Couldn't.  Be.  Easier.  On occasion I will do something crazy like cutting up the chicken and frying it or making fricassee.   Rare occasion.  Like twice a year.  But still always the whole chicken.

What do you think- can you give up your chicken breast?

I'm not desparaging the breast completely... obviously it's part of the whole chicken, and is itself higher in certain nutrients like niacin.  Just don't eat it by itself!

This post has been shared on GNOWFGLINS Simple Lives Thursday, Kelly the Kitchen Kop's Real Food Wednesday, and Food Renegade's Fight Back Friday.


Brianna Erickson said...

I prefer the breasts, but I'm coming on to dark meat.
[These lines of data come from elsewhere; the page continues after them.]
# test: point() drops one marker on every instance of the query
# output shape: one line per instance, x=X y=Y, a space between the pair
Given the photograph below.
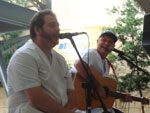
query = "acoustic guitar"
x=108 y=101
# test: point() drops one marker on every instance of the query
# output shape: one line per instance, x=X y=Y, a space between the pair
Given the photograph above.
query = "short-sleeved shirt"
x=94 y=60
x=30 y=67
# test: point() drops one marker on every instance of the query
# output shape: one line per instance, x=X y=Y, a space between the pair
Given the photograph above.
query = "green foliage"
x=18 y=2
x=129 y=31
x=6 y=37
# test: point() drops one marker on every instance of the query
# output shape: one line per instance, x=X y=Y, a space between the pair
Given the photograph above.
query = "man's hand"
x=101 y=91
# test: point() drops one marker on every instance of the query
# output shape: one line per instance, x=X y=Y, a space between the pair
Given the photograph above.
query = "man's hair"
x=110 y=34
x=38 y=21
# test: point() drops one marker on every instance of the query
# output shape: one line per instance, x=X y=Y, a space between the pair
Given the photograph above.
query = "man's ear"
x=37 y=30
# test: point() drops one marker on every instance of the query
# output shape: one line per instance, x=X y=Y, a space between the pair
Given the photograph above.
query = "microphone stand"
x=89 y=85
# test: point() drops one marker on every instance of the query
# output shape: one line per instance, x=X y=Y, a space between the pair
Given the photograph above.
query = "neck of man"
x=43 y=44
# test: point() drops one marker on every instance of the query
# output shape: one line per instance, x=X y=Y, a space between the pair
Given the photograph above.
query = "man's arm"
x=79 y=67
x=43 y=102
x=72 y=101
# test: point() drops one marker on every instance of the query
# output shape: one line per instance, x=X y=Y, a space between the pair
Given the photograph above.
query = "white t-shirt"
x=29 y=67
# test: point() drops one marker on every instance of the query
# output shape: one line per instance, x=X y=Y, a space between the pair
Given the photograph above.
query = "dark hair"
x=38 y=21
x=110 y=34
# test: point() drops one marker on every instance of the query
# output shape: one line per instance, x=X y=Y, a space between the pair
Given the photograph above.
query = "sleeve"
x=23 y=72
x=91 y=60
x=68 y=77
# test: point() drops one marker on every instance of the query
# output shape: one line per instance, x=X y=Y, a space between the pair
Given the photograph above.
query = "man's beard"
x=45 y=35
x=48 y=37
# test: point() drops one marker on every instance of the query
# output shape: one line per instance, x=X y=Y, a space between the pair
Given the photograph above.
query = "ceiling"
x=13 y=17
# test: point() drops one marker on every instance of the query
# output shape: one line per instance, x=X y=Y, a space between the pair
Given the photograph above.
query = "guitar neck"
x=122 y=96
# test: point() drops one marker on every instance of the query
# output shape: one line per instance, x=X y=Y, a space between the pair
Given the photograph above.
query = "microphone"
x=110 y=48
x=70 y=35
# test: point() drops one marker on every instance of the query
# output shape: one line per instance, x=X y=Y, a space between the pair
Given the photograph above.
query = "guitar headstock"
x=145 y=100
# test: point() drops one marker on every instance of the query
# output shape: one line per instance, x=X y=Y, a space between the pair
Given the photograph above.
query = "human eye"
x=53 y=24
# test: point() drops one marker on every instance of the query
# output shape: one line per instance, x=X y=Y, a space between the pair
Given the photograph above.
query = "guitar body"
x=81 y=92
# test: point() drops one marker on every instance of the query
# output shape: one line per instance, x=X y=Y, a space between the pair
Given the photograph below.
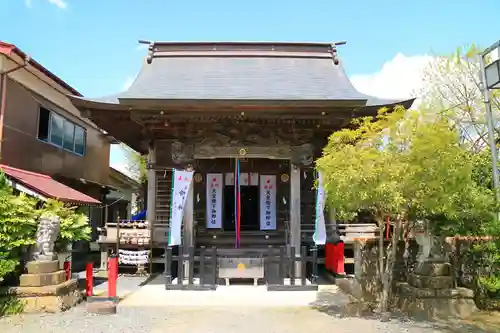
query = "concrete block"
x=38 y=267
x=42 y=279
x=101 y=305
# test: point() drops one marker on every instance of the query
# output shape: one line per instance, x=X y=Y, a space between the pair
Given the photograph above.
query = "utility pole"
x=491 y=129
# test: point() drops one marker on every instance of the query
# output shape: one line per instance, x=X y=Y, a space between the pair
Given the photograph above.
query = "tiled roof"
x=234 y=71
x=242 y=78
x=47 y=187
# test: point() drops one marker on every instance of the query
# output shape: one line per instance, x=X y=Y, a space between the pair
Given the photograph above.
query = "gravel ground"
x=211 y=319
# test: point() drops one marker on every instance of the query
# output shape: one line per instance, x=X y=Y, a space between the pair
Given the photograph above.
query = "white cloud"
x=128 y=82
x=401 y=77
x=59 y=3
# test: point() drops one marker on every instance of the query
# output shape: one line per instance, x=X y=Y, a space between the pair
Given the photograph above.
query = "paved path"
x=152 y=309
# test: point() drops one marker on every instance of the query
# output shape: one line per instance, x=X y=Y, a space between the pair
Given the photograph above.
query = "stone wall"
x=365 y=265
x=465 y=266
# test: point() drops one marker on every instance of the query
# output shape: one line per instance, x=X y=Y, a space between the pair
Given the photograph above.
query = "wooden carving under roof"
x=241 y=139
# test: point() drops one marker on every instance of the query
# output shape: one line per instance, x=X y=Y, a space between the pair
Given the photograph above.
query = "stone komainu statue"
x=46 y=236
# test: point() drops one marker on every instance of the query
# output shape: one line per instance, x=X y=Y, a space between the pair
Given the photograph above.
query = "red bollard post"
x=90 y=279
x=112 y=276
x=328 y=256
x=67 y=269
x=339 y=259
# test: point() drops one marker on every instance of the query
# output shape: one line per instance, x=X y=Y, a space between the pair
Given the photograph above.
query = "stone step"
x=37 y=267
x=427 y=268
x=42 y=279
But my favorite (since theres just 2 of us) is cooking the whole chicken, eating plain roasted chicken for one meal, then using the other half of the chicken that we don't eat (which is usually at least 1 breast) and making cream of chicken soup to freeze, or chicken enchiladas with said soup previously made. And just because I'm a pain in the butt medical professional, I do have to point out that- were these diseases not happening or were they not diagnosed? I do agree though that white sugar and white flour are the end-all of society.

Brandislee said...

Of course that's the argument they always use. But the thing is, the first diagnosed heart attack was in 1912 because yes, that was around the time the first EKG was invented. There were probably occasional heart attacks before that. But medical professionals scoffed at the idea of the EKG because it wasn't needed. It wasn't until 20 years later (ie 20 years with the technology) before rates began to rise significantly. Not to mention the fact that, whether or not heart attacks were common before the 30's and 40's, the rates have gone up exponentially since then. AND rates climbed faster starting in the late 70's... when low fat high carb was all the rage. So even if doctors were missing heart attacks before, you can't argue with the fact that the rate has gone up. And up a LOT.

I do the same thing with chicken- it's just so easy, and even my family of four can usually still squeeze two meals PLUS stock out of a decent sized chicken.

Mallin said...

I have taken to portioning my whole chickens up. Still everything gets eaten but it packs better into my freezer (I buy in bulk, who doesn't?) and makes midweek dinners easier. Whole food right? Just eating the same parts of the same animals all the time can't be right.

Christy said...

I just can't get over the waste - once it was pointed out to me. So many people just eat the breasts. I remember as a child FIGHTING for the legs, then the thighs, then if you were stuck you got part of the breast. No one wanted the breast meat. This was back in the 70's before low fat had really taken hold. We have been conditioned to only like white meat and it has so little flavor. I admit I have had to relearn to eat dark meat. And when we eat our own chickens it is so totally different in flavor but how it should taste! Great post.

Velvettt said...

I hate chicken breasts. I'm a good cook, but even I can't do much with boneless, skinless chicken breasts that wouldn't be a thousand times better with bone in chicken thighs!

I don't know about you, but I'm really tired of trying to educate people on the benefits of pastured chickens, cultured butter, etc. After my last explosion of frustration, my husband told me "Just let them be wrong." That's my philosophy now.